[nas] `nasd -v -d 99 -aa` under FreeBSD -current gives "Output open(/dev/dsp) failed: No such file"

Tillman Hodgson tillman at seekingfire.com
Mon Jan 31 14:58:10 MST 2005


Howdy folks,

I'm trying to set up nasd to serve audio to an NCD 451 an an IBM Network
Station 1000. The X clients (using X's backwards terminology) is a
generic AMD box running FreeBSD -current (which these days is still
fairly closely related to 5.3-RELEASE).

# nasd -v -d 99 -aa
@(#)Network Audio System Release 1.7
@(#)Network Audio System Release 1.7
AuInitPhysicalDevices();
Init: will close device when finished with stream.
Init: will initialize mixer device options.
openDevice OUT /dev/dsp mode 2
Output open(/dev/dsp) failed: No such file or directory
Fatal server error:
could not create audio connection block info

That makes sense to me: I don't have a /dev/dsp (or a /dev/audio or
anythng ...).
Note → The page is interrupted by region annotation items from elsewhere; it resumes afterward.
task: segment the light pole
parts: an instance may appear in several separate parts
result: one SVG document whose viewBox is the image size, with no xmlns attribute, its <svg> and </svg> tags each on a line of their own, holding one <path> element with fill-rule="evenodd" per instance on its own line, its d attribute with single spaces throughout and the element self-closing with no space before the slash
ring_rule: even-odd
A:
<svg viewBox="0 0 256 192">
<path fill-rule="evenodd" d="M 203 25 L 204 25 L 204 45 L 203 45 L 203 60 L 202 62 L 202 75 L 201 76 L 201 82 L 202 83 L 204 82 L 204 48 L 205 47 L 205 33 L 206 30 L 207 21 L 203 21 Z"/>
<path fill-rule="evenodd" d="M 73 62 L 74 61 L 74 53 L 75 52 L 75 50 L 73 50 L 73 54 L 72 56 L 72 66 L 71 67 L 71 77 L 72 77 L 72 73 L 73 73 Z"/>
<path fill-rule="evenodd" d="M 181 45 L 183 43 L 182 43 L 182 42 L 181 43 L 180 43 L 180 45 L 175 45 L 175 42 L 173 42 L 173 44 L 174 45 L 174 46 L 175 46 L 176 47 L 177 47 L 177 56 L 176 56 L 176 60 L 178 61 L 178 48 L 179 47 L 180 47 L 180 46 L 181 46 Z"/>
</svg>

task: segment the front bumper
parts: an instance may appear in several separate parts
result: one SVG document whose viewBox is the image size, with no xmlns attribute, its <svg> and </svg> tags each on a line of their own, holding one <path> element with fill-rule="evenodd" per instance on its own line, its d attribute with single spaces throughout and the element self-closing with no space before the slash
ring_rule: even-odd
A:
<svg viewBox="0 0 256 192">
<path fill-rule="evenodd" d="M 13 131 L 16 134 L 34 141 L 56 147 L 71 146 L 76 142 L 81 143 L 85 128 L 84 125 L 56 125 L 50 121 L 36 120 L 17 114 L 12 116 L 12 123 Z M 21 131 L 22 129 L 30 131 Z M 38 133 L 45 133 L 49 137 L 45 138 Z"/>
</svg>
You see, I don't have a sound card in the server -- it's
sitting headless in a server room (hooked up to a serial terminal
server).

My goal is to have the thin clients log in to it via XDMCP (which
they're been doing fine for a year now) and run apps that generate audio
streams (like /usr/ports/audio/mpg123 with HAVE_NAS=yes enabled). Those
audio streams would then be sent across to the network to the NAS
clients on the thin clients.

That's my theory, anyway. I was somewhat surprised to see that nasd
wanted an audio device to exist on the server end ... that seemed
somewhat counter to my idea of what it's purpose was. And FreeBSD
-current uses devfs[1], which only creates entries in /dev if the
hardware exists to require said entry.

Am I going about this the right way? Are there any workarounds for cases
where audio hardware (and /dev entries) don't exist on the server end?